We will first need to create a semantic catalog in a database. This semantic catalog will house all the semantic descriptions of your database model. You can put the semantic catalog in the same database you are describing, or in a separate database. If you are just trying things out, or if you do not have privileges to make changes to the database you are describing, use a separate database for the semantic catalog.

After creating the semantic catalog, we need to populate it with descriptions of your database. We will use an LLM to bootstrap these descriptions, but you can edit them as you please. This content is loaded into the semantic catalog and embedded, making it ready for use.

At this point, you can use pgai both as a CLI tool and as a Python library to generate SQL queries from natural language.

  • Python 3
  • An OpenAI key
  • A PostgreSQL connection string to the database you want to have an LLM build queries for
  • (Optionally) a PostgreSQL connection string to a second database to house the semantic catalog
  1. Install pgai

    Terminal window
    pip install "pgai[semantic-catalog]"
    pgai --version
  2. Create a .env file

    In the current working directory, create a .env file define the following variables. The TARGET_DB is the database for which you want an LLM to generate queries. The CATALOG_DB is the database in which you will create a new semantic catalog. If you want to use one database for both purposes, only specify the TARGET_DB.

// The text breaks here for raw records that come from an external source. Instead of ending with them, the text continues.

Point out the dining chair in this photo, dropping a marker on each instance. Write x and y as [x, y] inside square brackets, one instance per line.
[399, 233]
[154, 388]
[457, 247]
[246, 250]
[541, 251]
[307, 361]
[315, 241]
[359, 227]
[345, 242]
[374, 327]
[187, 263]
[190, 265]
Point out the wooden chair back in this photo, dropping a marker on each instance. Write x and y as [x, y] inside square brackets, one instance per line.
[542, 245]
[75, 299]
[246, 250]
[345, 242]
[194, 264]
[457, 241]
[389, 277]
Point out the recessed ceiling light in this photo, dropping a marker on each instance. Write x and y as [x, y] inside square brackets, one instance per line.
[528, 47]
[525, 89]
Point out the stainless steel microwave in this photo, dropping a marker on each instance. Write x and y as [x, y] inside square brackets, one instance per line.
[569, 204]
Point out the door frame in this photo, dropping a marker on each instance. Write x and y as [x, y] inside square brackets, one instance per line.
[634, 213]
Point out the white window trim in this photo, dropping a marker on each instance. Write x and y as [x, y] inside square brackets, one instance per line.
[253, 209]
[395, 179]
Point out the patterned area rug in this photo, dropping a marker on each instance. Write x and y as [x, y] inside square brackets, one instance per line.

    OPENAI_API_KEY="your-OpenAPI-key-goes-here"
    TARGET_DB="postgres://user:password@host:port/database"
    CATALOG_DB="postgres://user:password@host:port/database"
  3. Create a semantic catalog

    First, you need a place to house our semantic descriptions of your database. We create a semantic catalog for this.

    You can house multiple semantic catalogs in a single database if you wish. Each semantic catalog may have one or more embedding configurations. For now, we only need one semantic catalog with a single embedding configuration.

    By default, the first new semantic catalog has the catchy name of, default. Run the following command to create the semantic catalog and add a default embedding configuration using OpenAI’s text-embedding-3-small. It will connect to the CATALOG_DB, install pgai into it if it doesn’t exist, and configure a semantic catalog.

    Terminal window
    pgai semantic-catalog create

    If you wish to customize the semantic catalog, use the --help flag to display your options:

    Terminal window
    pgai semantic-catalog create --help
  4. Generate descriptions of your database

    Now, we need to populate the semantic catalog with information about your database that would be helpful to an LLM trying to author SQL statements.

    The following command connects to your database, finds database objects, generates descriptions for them using an LLM, and outputs a yaml file containing the content for the semantic catalog.

    Terminal window
    pgai semantic-catalog describe -f descriptions.yaml

    Take a look at descriptions.yaml. You can manually edit the descriptions to improve them if you wish.

    The semantic catalog can contain:

    • database object descriptions - tables, views, functions, procedures
    • SQL examples - a SQL statement and description
    • facts - standalone pieces of information

    Tables and views are described like this:

    ---
    schema: postgres_air
    name: aircraft
    type: table
    description: Lists aircraft models with performance characteristics and unique codes.
    columns:
    - name: model
    description: Commercial name of the aircraft model.
    - name: range
    description: Maximum flight range in kilometers.
    - name: class
    description: Airframe class category or configuration indicator.
    - name: velocity
    description: Cruising speed of the aircraft.
    - name: code
    description: Three-character aircraft code serving as the primary key.
    ...

    Functions and procedures look like this:

    ---
    schema: postgres_air
    name: advance_air_time
    args:
    - integer
    - pg_catalog.text
    - boolean
    type: procedure
    description: Advances every timestamp/timestamptz column in all tables of the specified
    schema by a given number of weeks, executing or merely displaying the generated
    UPDATE statements according to the p_run flag.
    ...

    Facts look like this:

    ---
    type: fact
    description: The names of cities in the city column of the airport table are in all
    capital letters. e.g. "TOKYO"
    ...

    The pgai semantic-catalog describe uses an LLM to get you started, but the better the content in your semantic catalog, the better your results will be. The YAML file makes it easy to put a human editor in the loop. You can store the YAML file in version control and manage it with a git-ops strategy if you wish.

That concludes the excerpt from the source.